The Internal Revenue Service section 501(c)(6) grants the tax-exempt status for those “business leagues, chambers of commerce, real estate boards, boards of trade, or professional football leagues” and other entities that represent a trade or industry. The words “professional football leagues” were added at the time of the NFL merger with the American Football League in 1966 and have remained there because of the NFL’s considerable lobbying power, according to Rootstrikers, a non-profit group fighting what it calls “the corrupting influence of money in politics.”
“The NFL has spent $3.6 million lobbying in recent years, and contributed more than $1.6 million to members of Congress,” Rootstrikers says on its website. “It leads all professional sports leagues in lobbying expenditures.” Nor does the nonprofit skimp on executive salaries, having paid Commissioner Roger Goodell a reported $29.4 million in 2011, the last year for which the numbers are available. Sen. Tom Coburn wants to end the tax advantage professional sports leagues enjoy over other taxpayers. The Oklahoma Republican introduced a bill last fall called the Properly Reducing Overexemptions for Sports Act (PRO Sports Act), which would end the tax break for the National Hockey League, golf’s PGA Tour, and the Ladies Professional Golf Association, in addition to the NFL. Major League Baseball gave up its tax-exempt status in 2008.
In his 2012 Wastebook, Coburn claimed the tax breaks for the sports leagues total $91 million a year, adding that “hardworking taxpayers should not be forced to provide funding to offset tax giveaways to lucrative major professional sports teams and leagues.” The sports network ESPN challenged the figure, noting the congressional Joint Committee on Taxation estimated ending the nonprofit status of the NFL and NHL would bring in an estimated $109 million over 10 years.
Since the federal government is still nearly a trillion dollars a year short of balancing its annual budget, the revenue lost, whatever the number, is added to the national debt, owed by the taxpayers of this and future generations: “Tax exemptions like this one are corporate welfare and government cronyism,” Steve Stanek, a research fellow at the Heartland Institute told Newsmax.com. “Good tax policy would end them.”

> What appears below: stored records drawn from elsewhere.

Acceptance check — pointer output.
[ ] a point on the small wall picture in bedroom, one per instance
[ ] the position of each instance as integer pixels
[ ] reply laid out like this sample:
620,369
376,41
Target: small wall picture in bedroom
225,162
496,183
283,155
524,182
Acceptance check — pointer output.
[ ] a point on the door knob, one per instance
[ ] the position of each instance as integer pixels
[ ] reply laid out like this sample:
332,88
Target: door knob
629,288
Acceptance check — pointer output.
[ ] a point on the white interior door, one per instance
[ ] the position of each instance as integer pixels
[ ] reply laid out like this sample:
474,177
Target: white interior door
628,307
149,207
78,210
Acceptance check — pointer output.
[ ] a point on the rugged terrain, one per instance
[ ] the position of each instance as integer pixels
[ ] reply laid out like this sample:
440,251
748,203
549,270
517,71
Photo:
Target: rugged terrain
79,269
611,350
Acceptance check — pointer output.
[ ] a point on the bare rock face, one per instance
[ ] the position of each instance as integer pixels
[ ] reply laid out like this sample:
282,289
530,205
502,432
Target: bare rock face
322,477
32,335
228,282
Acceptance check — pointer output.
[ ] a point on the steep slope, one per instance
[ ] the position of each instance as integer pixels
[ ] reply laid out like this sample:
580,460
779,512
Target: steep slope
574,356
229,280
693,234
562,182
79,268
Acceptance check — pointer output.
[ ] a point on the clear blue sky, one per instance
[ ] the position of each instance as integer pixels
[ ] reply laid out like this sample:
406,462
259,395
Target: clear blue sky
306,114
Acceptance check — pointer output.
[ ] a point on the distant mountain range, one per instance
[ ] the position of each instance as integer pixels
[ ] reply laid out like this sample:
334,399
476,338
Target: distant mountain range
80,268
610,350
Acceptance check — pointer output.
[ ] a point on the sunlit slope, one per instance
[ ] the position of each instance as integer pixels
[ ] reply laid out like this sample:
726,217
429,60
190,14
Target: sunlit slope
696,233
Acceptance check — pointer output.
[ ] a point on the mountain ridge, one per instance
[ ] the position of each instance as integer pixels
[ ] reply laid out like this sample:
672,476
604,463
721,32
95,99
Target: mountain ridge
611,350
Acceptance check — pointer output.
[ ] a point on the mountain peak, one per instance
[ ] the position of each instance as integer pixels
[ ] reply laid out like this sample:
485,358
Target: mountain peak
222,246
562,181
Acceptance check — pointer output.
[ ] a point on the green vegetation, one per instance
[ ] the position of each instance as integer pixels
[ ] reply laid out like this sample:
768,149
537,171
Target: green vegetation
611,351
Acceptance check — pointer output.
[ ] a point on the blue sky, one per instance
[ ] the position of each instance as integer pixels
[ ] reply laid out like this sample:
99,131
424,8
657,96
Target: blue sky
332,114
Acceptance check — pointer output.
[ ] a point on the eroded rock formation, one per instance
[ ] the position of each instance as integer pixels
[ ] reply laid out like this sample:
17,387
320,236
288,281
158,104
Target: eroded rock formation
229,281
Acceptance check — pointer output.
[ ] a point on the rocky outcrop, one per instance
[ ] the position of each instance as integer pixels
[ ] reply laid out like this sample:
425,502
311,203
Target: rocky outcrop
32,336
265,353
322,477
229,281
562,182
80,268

Taxpayers are also put on the hook quite often for debts incurred by local, state, and county governments in helping sports franchises finance new homes for their teams. Minnesota and the city of Minneapolis, Newsmax reported, will put up $498 million in public money toward a $975-million stadium project for the Minnesota Vikings football team. The Atlanta Journal-Constitution last fall reported a $200 million increase — to $1.2 billion — in the projected cost of a new stadium, featuring a retractable roof and a 62,000-square-foot video screen, for the NFL’s Atlanta Falcons. The city is committing $200 million bonds for the project, backed by revenue from its hotel-motel tax. The league has agreed to put up $200 million. Some of the remaining $800 million is expected to come from the team’s seat license program in which fans will be required to pay an additional fee to purchase season tickets. The new sports palace will replace the team’s current home, the Georgia Dome, built for $214 million in 1992. The Georgia Dome is scheduled for demolition upon completion of the new stadium in 2017.
Atlanta Mayor Kasim Reed was in favor of the deal for the football stadium, but opposed a request for public financing for a new stadium from baseball’s Atlanta Braves, who will instead be moving to neighboring Cobb County in 2017. The county will finance $450 million of the projected $672 million for a new stadium for the team.
Sports franchises have “extorted billions of dollars from taxpayers around the country,” Stanek said, “with threats to take their ball and go somewhere else” if public officials won’t put up taxpayers’ money for new sports facilities that bring questionable economic benefits to the local venue.
“Almost every independent economic study shows communities have little or no economic gain from them,” Stanek said, “because the money people spend at sporting events would have been spent in others ways, on things like going to the movies, restaurant dinners and other entertainment.”